Sua obsessão é resolver problemas que fazem perder tempo ou dinheiro: como chegar antes a um lugar (Moovit), como pagar menos comissões em transações financeiras (FeeX), como recuperar o IVA quando você é estrangeiro e vai embora de um país (Refundit), como fazer a declaração de Imposto de Renda em cinco minutos (Fibo), como vender e recomprar sua passagem de avião se o preço cair dias depois de tê-la comprado (FireFly) ou como saber qual porcentagem de árvores produz menos em plantações com centenas de milhares de plantas (Seetree). Nem todos foram um sucesso: o MeGo e o Bundeal fracassaram.

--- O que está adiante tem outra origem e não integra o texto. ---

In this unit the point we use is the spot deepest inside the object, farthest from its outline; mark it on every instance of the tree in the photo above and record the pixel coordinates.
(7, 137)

Toda essa produção lhe permite ter uma “filosofia” empreendedora que resume em frases que figuram em suas camisetas: “Apaixone-se pelo problema, não pela solução”, “cometa seus erros rapidamente”. Sua hipotética intenção de se vangloriar com slogans sempre tem um aspecto prático: “Faço isso porque nas conversas ninguém se lembra de nada, mas às vezes o lema da camisa permanece”.
A palavra “problemas” surge continuamente no discurso de Levine. “Sempre começo com o problema”, diz. “Vou ver quem o tem, conversar com pessoas que o tenham para ver se o percebem como tal. Se é algo que só eu considero ruim, não funciona. Depois, procuro dados para saber quantas pessoas têm esse problema e seu desejo de resolvê-lo”. Com o problema definido, busca a equipe, o grande desafio. Então começa o “caminho do deserto”, produzir o produto.
Para formar a equipe, Levine tem uma vantagem. Em Israel, todo mundo passou na juventude por um processo de seleção duro e eficaz: o Exército. “O serviço militar faz que Israel seja um melhor ecossistema de startups”. Levine chegou à mítica unidade de inteligência 8200 com 18 anos: “Eu era bom em matemática e tive meu primeiro computador em 1981, um Sinclair. Lá me fizeram engenheiro”.
Levine vê três vantagens nessa passagem de três anos pelo Exército, que dá a Israel uma vantagem diferencial: “primeira, você amadurece mais rápido. Segunda, aos 21 anos você já está fora com teus conhecimentos, não se alonga. E terceira: é um bom processo de seleção; dependendo do posto a que você chega, está preparado, talvez não seja simpático, mas está preparado”, explica. Como se isso não bastasse, a lealdade à sua equipe é mais importante: “No Vale do Silício, se você contrata 100 engenheiros, talvez um ano depois 60 já tenham ido embora. Em Israel, seriam quatro talvez”, acrescenta.